For states looking for inspiration, additional examples are available in CHCS’ Advancing Primary Care Innovation in Medicaid Managed Care: A Toolkit for States, and in a contract database developed by George Washington University.

 4. Measure and reward progress.

In working toward these goals, states can embed related performance standards in managed care contracts and advance value-based payment models that make it easier for primary care providers to deliver better, more equitable care.

States can hold MCOs accountable for progress toward goals, including those that explicitly target health disparities, through the use of payment incentives and auto-assignment methodologies, among other mechanisms. For example, states can measure specific indicators of innovation, like: (a) the number of community health workers relative to members; (b) investment indicators, like primary care spending; or (c) quality and outcome measures, which can be stratified using race, ethnicity, and language data (e.g., Michigan’s health equity HEDIS measures). In working toward these goals, states can embed related performance standards in managed care contracts and advance value-based payment models that make it easier for primary care providers to deliver better, more equitable care.
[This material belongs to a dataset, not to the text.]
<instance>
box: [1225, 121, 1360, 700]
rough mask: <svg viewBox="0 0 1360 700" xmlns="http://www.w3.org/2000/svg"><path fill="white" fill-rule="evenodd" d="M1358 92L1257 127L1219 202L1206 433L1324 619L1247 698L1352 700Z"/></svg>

As an example, in the next phase of its managed care program, Hawaii will measure — and periodically expect increases in — primary care spending in three concentric definitions. The definitions include services provided in the office setting, and will be progressively expanded to include behavioral health supports and services to address health-related social needs. As noted in its most recent RFP, the state may tie these targets to withhold and incentive arrangements for MCOs.
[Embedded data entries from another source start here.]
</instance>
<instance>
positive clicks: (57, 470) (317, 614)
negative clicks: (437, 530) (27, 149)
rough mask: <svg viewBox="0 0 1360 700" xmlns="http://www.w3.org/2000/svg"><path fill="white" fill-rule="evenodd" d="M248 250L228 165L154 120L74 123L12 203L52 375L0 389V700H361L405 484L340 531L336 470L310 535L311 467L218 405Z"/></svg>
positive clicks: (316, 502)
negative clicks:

States can also adjust incentive and withhold arrangements to encourage more investment in safety-net providers and community-based organizations, and help remedy systematic underinvestment in communities of color. For example, Oregon requires its coordinated care organizations to describe how quality pool earnings will be distributed to partners that assist with health-related social needs and health equity efforts, and to reinvest a portion of net income and reserves as part of the Supporting Health for All through REinvestment initiative. New Mexico allows performance-related penalties to be redirected to system improvement activities for provider network development and enhancement activities that directly benefit members.
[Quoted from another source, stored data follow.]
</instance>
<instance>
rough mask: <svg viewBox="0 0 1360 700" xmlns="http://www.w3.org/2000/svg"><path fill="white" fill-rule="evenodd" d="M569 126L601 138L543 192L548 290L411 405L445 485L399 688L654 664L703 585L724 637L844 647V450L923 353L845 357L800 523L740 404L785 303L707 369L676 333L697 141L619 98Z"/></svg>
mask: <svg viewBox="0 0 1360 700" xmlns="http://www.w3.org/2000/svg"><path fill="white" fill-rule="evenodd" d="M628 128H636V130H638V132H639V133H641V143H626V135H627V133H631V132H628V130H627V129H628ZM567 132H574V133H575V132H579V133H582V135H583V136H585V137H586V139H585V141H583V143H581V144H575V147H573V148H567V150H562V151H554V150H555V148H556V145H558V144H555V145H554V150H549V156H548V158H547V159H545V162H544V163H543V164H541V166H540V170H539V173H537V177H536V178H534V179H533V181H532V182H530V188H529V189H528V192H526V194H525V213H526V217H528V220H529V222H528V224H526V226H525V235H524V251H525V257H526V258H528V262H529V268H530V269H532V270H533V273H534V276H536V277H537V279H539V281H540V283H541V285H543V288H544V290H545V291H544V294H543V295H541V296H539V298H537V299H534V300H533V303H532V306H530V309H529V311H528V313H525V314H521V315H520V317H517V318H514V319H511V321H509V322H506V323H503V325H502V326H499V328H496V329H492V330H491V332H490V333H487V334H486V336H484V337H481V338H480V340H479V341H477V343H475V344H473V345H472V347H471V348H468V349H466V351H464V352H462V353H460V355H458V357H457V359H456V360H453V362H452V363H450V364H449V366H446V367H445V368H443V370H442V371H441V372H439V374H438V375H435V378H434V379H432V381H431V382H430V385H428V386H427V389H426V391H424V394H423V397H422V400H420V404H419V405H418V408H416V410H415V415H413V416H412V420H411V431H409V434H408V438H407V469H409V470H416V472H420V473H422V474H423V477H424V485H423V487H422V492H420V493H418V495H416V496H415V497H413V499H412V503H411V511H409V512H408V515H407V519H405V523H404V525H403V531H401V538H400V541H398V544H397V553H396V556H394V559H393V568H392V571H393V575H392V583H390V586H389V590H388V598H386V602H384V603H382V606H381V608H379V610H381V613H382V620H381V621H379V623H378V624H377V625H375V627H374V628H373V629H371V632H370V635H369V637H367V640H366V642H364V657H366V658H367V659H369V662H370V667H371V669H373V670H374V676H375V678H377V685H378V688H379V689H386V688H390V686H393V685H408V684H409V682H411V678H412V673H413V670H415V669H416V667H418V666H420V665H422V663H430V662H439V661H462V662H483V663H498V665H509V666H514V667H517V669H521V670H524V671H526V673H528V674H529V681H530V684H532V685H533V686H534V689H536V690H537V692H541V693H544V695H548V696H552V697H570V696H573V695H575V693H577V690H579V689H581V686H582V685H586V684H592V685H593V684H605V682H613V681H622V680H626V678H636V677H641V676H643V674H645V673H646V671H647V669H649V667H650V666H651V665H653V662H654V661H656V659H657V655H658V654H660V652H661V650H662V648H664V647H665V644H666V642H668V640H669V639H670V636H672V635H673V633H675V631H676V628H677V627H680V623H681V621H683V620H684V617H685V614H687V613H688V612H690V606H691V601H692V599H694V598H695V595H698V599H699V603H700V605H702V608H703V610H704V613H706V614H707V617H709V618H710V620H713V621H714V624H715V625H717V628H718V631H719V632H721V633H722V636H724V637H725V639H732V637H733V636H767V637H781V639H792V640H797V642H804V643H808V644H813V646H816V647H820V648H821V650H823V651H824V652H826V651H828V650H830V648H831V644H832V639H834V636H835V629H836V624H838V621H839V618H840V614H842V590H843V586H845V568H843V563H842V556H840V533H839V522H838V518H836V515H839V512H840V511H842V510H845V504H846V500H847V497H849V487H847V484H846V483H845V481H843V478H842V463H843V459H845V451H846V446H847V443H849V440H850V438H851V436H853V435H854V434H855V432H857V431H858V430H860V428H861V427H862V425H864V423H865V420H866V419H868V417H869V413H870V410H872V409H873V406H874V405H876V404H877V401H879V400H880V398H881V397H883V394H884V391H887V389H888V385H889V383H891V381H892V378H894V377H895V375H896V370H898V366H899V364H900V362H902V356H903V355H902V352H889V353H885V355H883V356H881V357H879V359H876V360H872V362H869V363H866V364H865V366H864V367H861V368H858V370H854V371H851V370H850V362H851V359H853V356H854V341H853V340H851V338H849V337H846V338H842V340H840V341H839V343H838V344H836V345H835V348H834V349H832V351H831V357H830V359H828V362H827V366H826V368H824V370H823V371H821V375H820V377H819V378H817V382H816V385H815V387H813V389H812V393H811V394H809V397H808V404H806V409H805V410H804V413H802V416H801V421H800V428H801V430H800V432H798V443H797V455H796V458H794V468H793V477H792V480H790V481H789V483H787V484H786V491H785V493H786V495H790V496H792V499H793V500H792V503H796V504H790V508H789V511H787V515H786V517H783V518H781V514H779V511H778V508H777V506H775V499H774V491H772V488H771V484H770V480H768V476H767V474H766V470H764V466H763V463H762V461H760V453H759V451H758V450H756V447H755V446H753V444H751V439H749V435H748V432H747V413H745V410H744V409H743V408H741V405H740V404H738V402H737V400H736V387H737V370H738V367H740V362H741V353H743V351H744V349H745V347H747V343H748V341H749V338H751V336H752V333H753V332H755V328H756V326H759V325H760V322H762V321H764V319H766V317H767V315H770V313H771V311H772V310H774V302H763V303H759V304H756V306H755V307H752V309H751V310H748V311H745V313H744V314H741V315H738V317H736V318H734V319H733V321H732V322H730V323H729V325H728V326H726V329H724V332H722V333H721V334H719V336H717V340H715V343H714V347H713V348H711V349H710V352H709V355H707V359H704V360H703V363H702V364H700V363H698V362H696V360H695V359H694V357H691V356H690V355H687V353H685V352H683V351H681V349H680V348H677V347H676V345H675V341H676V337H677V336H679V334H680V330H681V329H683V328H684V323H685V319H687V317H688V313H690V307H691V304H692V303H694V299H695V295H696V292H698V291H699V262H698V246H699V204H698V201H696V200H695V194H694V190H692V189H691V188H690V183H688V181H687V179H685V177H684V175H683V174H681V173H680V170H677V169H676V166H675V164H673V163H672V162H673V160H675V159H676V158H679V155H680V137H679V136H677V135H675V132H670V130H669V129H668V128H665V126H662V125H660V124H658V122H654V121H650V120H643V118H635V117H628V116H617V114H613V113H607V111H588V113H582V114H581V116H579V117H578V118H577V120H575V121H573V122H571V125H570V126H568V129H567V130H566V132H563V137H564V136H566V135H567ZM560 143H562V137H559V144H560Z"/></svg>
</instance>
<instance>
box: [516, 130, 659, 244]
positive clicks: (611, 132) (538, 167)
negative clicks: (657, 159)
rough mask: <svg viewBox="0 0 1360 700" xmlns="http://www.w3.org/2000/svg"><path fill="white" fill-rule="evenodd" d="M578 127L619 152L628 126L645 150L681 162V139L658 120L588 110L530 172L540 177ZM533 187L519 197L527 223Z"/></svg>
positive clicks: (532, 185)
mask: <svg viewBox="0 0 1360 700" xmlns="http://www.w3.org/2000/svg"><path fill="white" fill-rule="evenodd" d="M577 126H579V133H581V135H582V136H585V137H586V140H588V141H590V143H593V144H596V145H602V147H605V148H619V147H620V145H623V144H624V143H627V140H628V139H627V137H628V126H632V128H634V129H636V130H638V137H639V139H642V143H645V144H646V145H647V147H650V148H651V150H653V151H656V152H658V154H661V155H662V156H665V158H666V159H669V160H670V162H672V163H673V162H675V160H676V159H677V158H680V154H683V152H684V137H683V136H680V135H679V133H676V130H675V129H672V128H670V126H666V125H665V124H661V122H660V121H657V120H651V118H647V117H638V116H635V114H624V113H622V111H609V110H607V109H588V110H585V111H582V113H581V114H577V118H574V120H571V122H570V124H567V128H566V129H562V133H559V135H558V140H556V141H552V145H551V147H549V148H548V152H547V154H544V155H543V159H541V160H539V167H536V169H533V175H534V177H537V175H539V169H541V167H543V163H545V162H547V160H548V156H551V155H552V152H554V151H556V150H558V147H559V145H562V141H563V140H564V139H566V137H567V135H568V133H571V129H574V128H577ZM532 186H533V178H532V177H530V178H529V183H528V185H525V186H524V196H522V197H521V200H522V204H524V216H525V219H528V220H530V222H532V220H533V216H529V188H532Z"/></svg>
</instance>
Strengthening Primary Care through Medicaid Managed Care

Over the next 15 months, CHCS will dive deeper into these and other approaches for using Medicaid managed care to strengthen primary care through a series of resources, webinars, and blog posts. The new series, Strengthening Primary Care through Medicaid Managed Care, will examine the tools and levers that states can use to advance comprehensive primary care strategies and equitably improve the health of Medicaid enrollees. CHCS will also introduce a new module to its primary care innovation toolkit on advancing health equity in primary care, and synthesize learnings from the recently launched Promoting Health Equity through Primary Care Innovation in Medicaid Managed Care initiative, which will support up to four states that are looking to promote health equity, with a specific focus on addressing racial and ethnic disparities.